High risk pregnancy



Pregnant women and their babies are at increased risk of health problems before, during and after delivery and special monitoring is needed throughout pregnancy.

Risk factors for a high-risk pregnancy?
  • Advanced maternal age. i.e. mothers older than age 35.
  • Lifestyle. Smoking, drinking and drug abuse.
  • Medical history.  Hypertension, diabetes, heart diseases, poorly controlled asthma, infections, and blood-clotting disorders increase pregnancy related risks.
  • Surgical history.  Multiple C-sections, multiple abdominal surgeries or surgery for uterine tumors (fibroids).
  • Pregnancy complications.  Abnormal placenta position, fetal growth restriction and Rh (rhesus) isoimmunization.
  • Multiple pregnancy.  In women carrying twins or higher order multiples, pregnancy risks are higher.
How can I promote a healthy pregnancy?
  • Schedule a preconception appointment. With the very first thought of becoming pregnant, consult your gynecologist.
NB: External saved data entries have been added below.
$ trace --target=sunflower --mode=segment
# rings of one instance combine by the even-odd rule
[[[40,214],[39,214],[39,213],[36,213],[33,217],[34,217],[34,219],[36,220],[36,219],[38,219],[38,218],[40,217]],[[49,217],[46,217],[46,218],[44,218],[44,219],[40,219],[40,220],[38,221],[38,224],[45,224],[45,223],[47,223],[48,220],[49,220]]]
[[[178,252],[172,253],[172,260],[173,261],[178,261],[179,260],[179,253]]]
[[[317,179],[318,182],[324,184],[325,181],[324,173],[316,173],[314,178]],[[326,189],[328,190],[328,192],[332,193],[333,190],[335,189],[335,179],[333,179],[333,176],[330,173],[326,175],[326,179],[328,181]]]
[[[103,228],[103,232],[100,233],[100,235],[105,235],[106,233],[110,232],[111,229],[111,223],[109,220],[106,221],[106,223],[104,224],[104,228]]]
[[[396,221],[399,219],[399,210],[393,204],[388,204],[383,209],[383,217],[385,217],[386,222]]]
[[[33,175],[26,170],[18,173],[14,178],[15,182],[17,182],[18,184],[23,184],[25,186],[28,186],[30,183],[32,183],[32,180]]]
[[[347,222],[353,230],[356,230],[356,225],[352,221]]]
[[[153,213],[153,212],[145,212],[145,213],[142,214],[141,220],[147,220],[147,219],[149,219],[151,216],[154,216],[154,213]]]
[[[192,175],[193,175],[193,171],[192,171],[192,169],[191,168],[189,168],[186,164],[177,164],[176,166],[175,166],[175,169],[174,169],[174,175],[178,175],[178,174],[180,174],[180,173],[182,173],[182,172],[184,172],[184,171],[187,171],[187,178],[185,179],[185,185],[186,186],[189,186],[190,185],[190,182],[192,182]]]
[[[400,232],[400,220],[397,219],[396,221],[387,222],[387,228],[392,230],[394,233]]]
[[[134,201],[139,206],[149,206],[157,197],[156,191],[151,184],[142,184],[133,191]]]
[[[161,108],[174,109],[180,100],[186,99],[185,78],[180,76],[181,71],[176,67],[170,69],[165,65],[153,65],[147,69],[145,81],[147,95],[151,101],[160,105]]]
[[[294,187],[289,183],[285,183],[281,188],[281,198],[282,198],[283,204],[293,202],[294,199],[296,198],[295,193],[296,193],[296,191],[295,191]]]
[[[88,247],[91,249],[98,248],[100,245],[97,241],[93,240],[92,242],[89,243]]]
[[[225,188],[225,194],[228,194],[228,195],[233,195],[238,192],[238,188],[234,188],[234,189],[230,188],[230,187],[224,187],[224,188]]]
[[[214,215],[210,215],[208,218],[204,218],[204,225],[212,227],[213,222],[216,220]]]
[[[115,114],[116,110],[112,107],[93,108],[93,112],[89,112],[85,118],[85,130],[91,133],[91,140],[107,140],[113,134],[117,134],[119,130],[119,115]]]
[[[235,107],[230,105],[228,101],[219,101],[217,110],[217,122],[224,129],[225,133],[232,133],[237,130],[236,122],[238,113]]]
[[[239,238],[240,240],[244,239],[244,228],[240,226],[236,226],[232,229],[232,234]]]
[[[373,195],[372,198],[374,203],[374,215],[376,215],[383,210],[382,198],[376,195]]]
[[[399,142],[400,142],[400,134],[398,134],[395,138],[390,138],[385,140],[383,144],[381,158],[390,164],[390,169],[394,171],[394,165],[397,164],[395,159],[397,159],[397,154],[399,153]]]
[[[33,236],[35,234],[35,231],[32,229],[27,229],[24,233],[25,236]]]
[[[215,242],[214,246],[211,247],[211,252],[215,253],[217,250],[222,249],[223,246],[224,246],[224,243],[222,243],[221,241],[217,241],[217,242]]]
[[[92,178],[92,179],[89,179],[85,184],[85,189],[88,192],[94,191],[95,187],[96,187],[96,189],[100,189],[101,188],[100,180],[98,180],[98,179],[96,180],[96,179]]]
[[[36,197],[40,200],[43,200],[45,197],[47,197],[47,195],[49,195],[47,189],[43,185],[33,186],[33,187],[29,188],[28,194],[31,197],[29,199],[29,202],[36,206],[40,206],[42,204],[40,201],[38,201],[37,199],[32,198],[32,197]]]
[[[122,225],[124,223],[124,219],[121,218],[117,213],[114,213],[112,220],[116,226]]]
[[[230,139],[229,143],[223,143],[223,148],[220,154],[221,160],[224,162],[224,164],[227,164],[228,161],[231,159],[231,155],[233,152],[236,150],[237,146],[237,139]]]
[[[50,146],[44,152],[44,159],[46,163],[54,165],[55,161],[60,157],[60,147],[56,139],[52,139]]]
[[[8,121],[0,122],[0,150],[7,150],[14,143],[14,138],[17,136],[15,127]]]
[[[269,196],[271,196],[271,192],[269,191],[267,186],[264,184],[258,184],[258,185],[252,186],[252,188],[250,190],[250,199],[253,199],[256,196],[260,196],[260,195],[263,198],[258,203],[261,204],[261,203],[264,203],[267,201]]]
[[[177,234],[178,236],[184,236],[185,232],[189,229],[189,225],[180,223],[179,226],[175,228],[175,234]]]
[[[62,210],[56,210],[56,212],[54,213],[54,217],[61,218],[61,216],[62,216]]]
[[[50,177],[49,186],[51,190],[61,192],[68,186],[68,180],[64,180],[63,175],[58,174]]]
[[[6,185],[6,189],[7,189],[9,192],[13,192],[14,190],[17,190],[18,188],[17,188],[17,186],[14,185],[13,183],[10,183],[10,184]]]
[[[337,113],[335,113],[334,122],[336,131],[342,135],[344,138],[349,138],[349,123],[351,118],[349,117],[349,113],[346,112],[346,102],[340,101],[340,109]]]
She will counsel you to take daily vitamins with folic acid and reach a healthy weight even before you become pregnant. Any ongoing medical disease needs to be treated.
  • Seek regular prenatal care. Antenatal visits help to monitor your and your baby’s health.
  • Eat a healthy diet. Increase your folic acid, protein, calcium and iron.
  • Gain weight wisely. Right amount of weight gain can support your baby’s health and makes it easier to shed the extra pounds after delivery.
  • Avoid risky substances. Smoking, alcohol and drug abuse are to be avoided.
What special tests are needed?
  • Specialized or targeted ultrasound. This type of fetal ultrasound is used to target a suspected problem and abnormal development.
  • Amniocentesis. It is typically done after week 15 of pregnancy. A sample of amniotic fluid is withdrawn and sent for examination. It can identify certain genetic conditions and serious abnormalities of the brain or spinal cord.
  • Chorionic villus sampling (CVS). Here, cells are taken directly from the placenta between 10 and 12 weeks of pregnancy.
  • Cordocentesis.  Baby’s blood is sampled from the umbilical cord for testing certain genetic disorders, blood conditions and infections.
  • Ultrasound for cervical length. Done to measure the length of your cervix to determine the at risk of preterm labor.
  • Lab tests. Routine blood tests and urine examination is adviced. Additional screening tests for infectious diseases such as HIV and syphilis are also required.
  • Biophysical profile. It is used to evaluate fetal well-being.
What are the warning signs that I need to take care of?
  • Vaginal bleeding
  • Severe headaches
  • Pain or cramping in the lower abdomen
  • Watery vaginal discharge.
  • Regular or frequent contractions.
  • Decreased fetal movement.
  • Pain or burning with urination
  • Changes in vision, including blurred vision

Presence of these signs and symptoms warrant prompt action and emergency care.

The best possible way to promote a healthy pregnancy is to become responsible and stay aware of the warning signs and take immediate steps.